DD: White Animals - They were the first Nashville new rock band that I ever saw live and they lived up to the hype and my expectations and they all even signed my copy of Ecstasy after the show. Hurrah for Nashville rock!

BEST YEARS: 1982-1987

Wally: The Young Nashvillians - Dreadbeat’s greatest recording artists since the White Animals, The Young Nashvillians were all about fun. The story goes that they gave Kevin Gray a homemade tape and that he insisted Dreadbeat release a record by them in addition to having them open shows for the WA’s. They were young college kids who later abandoned the bright lights of stardom for careers, but we’re lucky to have the memory of songs like “Vanderbilt In France”. A CD was issued in the late 90’s compiling their Dreadbeat release with their second self released EP. If you’re lucky you might find it.

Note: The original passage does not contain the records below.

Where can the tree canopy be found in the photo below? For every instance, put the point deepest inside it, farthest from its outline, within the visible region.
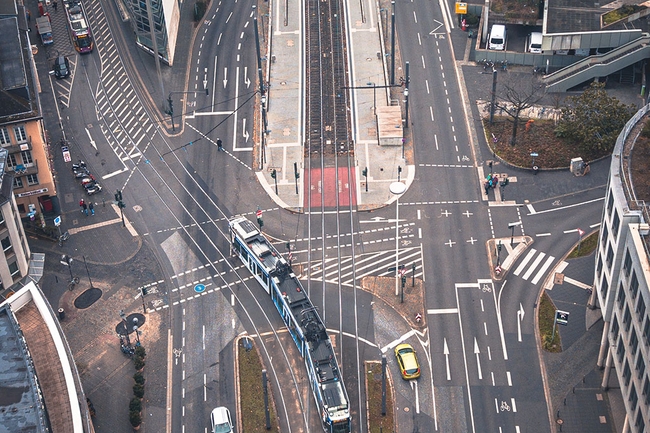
(594, 119)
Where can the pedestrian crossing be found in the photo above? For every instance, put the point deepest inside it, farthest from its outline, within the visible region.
(534, 268)
(345, 270)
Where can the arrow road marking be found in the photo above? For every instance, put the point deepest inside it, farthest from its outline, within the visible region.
(445, 350)
(478, 360)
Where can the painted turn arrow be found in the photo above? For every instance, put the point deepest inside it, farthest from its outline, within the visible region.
(478, 361)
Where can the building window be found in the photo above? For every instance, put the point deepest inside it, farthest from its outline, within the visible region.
(620, 350)
(627, 318)
(639, 420)
(610, 203)
(640, 308)
(621, 295)
(610, 257)
(615, 224)
(615, 327)
(4, 137)
(627, 373)
(634, 285)
(32, 179)
(13, 268)
(640, 366)
(634, 398)
(627, 263)
(634, 342)
(27, 157)
(6, 243)
(599, 267)
(21, 134)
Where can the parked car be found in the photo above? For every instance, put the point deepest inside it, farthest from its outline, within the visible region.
(221, 421)
(407, 361)
(61, 67)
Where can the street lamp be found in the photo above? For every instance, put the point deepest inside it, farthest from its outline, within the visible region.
(126, 328)
(512, 227)
(397, 188)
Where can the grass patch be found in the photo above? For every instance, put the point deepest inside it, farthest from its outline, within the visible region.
(378, 422)
(253, 418)
(546, 319)
(587, 246)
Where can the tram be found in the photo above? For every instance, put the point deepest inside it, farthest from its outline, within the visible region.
(300, 316)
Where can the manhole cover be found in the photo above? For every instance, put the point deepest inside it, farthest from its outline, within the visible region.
(87, 298)
(135, 319)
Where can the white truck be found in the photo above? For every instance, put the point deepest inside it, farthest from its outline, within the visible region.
(44, 29)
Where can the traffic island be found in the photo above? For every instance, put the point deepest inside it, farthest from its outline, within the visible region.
(256, 412)
(408, 302)
(381, 417)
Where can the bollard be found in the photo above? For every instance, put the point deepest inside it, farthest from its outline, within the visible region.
(266, 401)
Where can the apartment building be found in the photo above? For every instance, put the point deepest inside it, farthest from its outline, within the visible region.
(22, 133)
(622, 279)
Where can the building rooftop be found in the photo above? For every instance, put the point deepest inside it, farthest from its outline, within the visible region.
(18, 99)
(37, 370)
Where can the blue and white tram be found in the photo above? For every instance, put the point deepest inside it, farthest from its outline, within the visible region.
(302, 320)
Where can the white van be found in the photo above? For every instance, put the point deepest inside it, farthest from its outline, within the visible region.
(535, 43)
(497, 38)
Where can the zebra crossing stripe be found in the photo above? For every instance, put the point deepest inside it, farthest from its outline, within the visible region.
(523, 264)
(543, 269)
(530, 270)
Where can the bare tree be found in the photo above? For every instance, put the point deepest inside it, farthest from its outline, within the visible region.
(516, 97)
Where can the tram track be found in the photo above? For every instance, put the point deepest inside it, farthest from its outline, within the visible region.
(328, 154)
(186, 200)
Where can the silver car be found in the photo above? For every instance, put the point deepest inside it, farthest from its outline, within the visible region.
(221, 421)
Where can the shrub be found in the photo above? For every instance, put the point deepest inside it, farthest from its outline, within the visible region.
(134, 418)
(138, 390)
(139, 363)
(140, 352)
(139, 378)
(135, 405)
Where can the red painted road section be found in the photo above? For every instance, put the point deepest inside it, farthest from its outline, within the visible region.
(328, 188)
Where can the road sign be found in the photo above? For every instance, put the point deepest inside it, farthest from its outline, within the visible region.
(562, 317)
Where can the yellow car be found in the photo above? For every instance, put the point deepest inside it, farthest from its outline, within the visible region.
(407, 361)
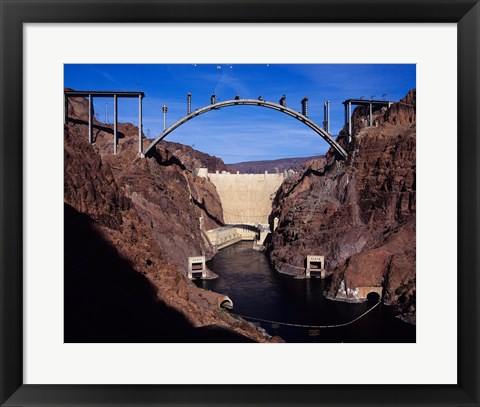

DD: The Young Nashvillians - These guys stayed below my radar screen for the entire time that they were together. However, some years later I
finally heard the records and their youthful exuberance alone makes
them candidates for this list. It never hurts that they had the Kevin
Gray seal of approval.

BEST YEARS: 1983-1984

If your favorite hasn't showed up yet, maybe they'll make the next post. Look for part 3 in a week or so.

2 comments:

Michael Roy Hollihan said...

I saw the White Animals many times in the 80's. Always a favorite. My best memory was an early show at the Univ. Of Ala., Huntsville. They played a cover of the B52s "Planet Claire. During a long jammy section, Kevin and their original guitarist walked off stage into the seats up front. Kevin just chilled while The Colonel continued to play from his chair. No one missed a beat. Sublime.

Wally Bangs said...

Huntsville is a heck of a town. I used to love to go down there and visit Star Burst or was it Star Dust records. I wish I could say I saw the WA's when the Colonel was still with them, but alas I didn't get to see them live until the show at Cantrells in 1985.